La réussite du nouvel arsenal législatif repose sur une définition réaliste du périmètre. Je rappelle qu'à l'origine, la loi Copé-Zimmermann avait vocation à s'appliquer aux sociétés cotées ou non cotées dès lors qu'elles emploient au moins 500 salariés et réalisent un chiffre d'affaires et un total de bilan d'au moins 50 millions d'euros. Le dispositif que nous proposons est beaucoup plus simple : il s'applique aux très grandes entreprises, de plus de 1 000 salariés. Ce seuil est à la fois ambitieux et réaliste : ambitieux, car les nouvelles obligations introduites ne seront pas minces ; réaliste, car ce seuil constitue une taille critique permettant des effets concrets sur la mixité dans les instances dirigeantes tout en prenant en compte la réalité des entreprises de moins de 1 000 salariés.

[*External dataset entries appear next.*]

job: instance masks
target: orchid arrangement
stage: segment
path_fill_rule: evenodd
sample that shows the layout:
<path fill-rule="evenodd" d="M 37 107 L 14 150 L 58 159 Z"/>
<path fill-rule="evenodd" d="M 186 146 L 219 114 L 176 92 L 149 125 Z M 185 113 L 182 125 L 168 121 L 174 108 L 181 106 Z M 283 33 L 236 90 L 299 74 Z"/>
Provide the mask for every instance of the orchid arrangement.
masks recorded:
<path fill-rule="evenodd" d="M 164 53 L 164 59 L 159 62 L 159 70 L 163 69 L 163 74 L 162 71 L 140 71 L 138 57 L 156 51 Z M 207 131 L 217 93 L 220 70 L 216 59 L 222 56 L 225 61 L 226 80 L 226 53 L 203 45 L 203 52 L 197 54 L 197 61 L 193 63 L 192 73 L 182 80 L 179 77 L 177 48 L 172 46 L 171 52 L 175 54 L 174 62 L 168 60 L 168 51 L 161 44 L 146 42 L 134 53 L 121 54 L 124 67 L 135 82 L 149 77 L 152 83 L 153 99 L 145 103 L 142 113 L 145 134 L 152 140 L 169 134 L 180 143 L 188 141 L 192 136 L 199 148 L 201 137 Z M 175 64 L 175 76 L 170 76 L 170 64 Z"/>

Nous avons toutes les raisons de penser que les entreprises de taille plus modeste seront entraînées dans ce mouvement et qu'elles seront amenées à diversifier le recrutement de leurs cadres. Un abaissement du seuil à 250 salariés ferait peser sur elles une charge trop lourde, ce à quoi je me refuse. Notre objectif n'est pas de sanctionner les entreprises mais de les accompagner et de faire en sorte que la représentation des femmes et des hommes soit meilleure au sein des instances de direction.

Je suis également défavorable au seuil de 500 salariés.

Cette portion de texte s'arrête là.